I knew I was lining it with fleece which is thicker than regular lining, so I started off by cutting out 1 size larger than my measurements to make room for the thick lining.
I also have broad shoulders for a chick, so when I cut out my coat, I taper my cut lines to the next size up for each line/piece above the chest. You just have to make sure you're consistent on all the pieces, tapering out for the front, back, lining, etc to ensure all shoulder seams align. Collar would also be the size up.
1. Lengthening/ Shortening Sleeves
Whether your making a short sleeve into a full length sleeve, or in my case, adding 3 inches to a long sleeve pattern, the principle is the same. You keep the curve of the the pattern at the shoulder which was designed to fit into the body of the coat, and add or remove length in the body of the sleeve.

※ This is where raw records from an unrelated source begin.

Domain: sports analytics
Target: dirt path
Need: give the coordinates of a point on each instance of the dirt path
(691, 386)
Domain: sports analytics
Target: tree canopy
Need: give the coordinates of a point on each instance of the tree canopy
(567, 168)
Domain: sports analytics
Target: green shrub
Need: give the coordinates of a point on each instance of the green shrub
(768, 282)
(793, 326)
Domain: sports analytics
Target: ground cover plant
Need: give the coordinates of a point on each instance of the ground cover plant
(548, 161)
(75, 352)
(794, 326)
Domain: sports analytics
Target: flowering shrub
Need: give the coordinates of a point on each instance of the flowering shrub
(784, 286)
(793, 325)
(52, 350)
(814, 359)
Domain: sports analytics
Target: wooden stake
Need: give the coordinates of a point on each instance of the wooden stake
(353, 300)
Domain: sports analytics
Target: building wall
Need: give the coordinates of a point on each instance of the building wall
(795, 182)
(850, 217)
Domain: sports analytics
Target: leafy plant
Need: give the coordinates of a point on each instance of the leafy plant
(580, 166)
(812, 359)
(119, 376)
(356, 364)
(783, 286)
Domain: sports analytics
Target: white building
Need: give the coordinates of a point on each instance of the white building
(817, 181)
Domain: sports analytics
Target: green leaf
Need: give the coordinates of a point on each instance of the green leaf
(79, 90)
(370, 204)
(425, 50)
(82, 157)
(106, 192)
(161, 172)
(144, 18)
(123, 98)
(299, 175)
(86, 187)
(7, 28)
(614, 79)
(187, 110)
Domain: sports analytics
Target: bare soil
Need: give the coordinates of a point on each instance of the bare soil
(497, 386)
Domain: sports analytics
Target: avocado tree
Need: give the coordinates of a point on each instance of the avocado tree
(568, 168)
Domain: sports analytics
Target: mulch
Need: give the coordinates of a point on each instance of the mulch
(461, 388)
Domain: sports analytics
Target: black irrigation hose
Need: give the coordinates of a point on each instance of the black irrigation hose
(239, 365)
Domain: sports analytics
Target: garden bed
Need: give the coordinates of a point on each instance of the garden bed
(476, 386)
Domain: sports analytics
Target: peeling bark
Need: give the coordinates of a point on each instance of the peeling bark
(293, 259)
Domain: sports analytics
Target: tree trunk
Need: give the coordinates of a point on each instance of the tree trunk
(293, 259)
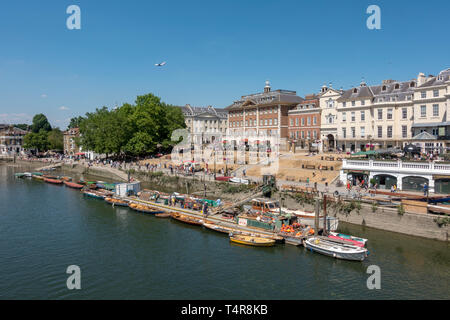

black garments make for terrible tutorial photos, thus the sketches for the following tips
2. Assemble Coat Exterior to Lining
I use the same steps to create the outer coat and lining. Basically you're making two of the same coat, the lining is just 1" shorter and has the outer (black fabric) for the center front panels. So you just sew all the seams around, add the sleeves, add collar to exterior, etc for both sets.
But where I deviate from pattern instructions is attaching them together. I always sew as much as I can with my machine.
You'll place the exterior inside out and insert the right side out lining into it, so they are layered right sides together. You'll trim the corners and all the seam allowances, then pull the whole coat through your hole, making just a few inches to hand sew, rather then the whole back of the coat.
3. Hemming Sleeves
Most sewing patterns I've purchased also just have you hand sew the sleeve hems when using lining. You most often never want machine top stitching showing on a wrist hem of a blazer or dress coat, so it makes sense. But what a pain. I machine sew invisible hems for my sleeves due to my hatred of hand sewing and the fact machine sewing is cleaner and stronger than my hand sewing.
You'll first try on your coat to mark where your sleeve should hit. I add 2" to the mark of the exterior for the fold and seam allowance. The lining, however needs to be shorter as the exterior folds up inside to meet the lining seam. So cut your exterior sleeve ends first. Then pull your lining down and I leave the lining 1.5" shorter than the exterior.
You'll also leave or unpick a hole in one of the lining sleeve seams.
The following diagram is how you access the sleeve hem, by going through the center of the coat between the lining and exterior, and will pull it out the sleeve hole, sew the hem, then jam it back through the middle of the coat to create a perfect finished hem.
Once you've fished through the coat and pinched the sleeve ends which are folded to be right sides together, you'll pull them out your sleeve hole, but how to sew them together?
Pin the sleeve seams together and you make them kiss basically, sewing around the circle on the wrong side of the fabrics, with right sides together as sketched below.
You're lining is shorter, so when you put the sleeve back through the coat and down where it should be, you'll have a great looking finished hem, all inside the coat, and you can press the end to make the crisp folded edge on the exterior.
To hem other side you'll repeat the same way, and it's easier since you just pull it out of the same sleeve hole rather than fishing across the whole coat.
To finish the hole in your sleeve lining, I just fold raw edges under and top-stitch it closed, as no one will ever see it.
Thanks and good luck adjusting a pattern to make your own pea coat!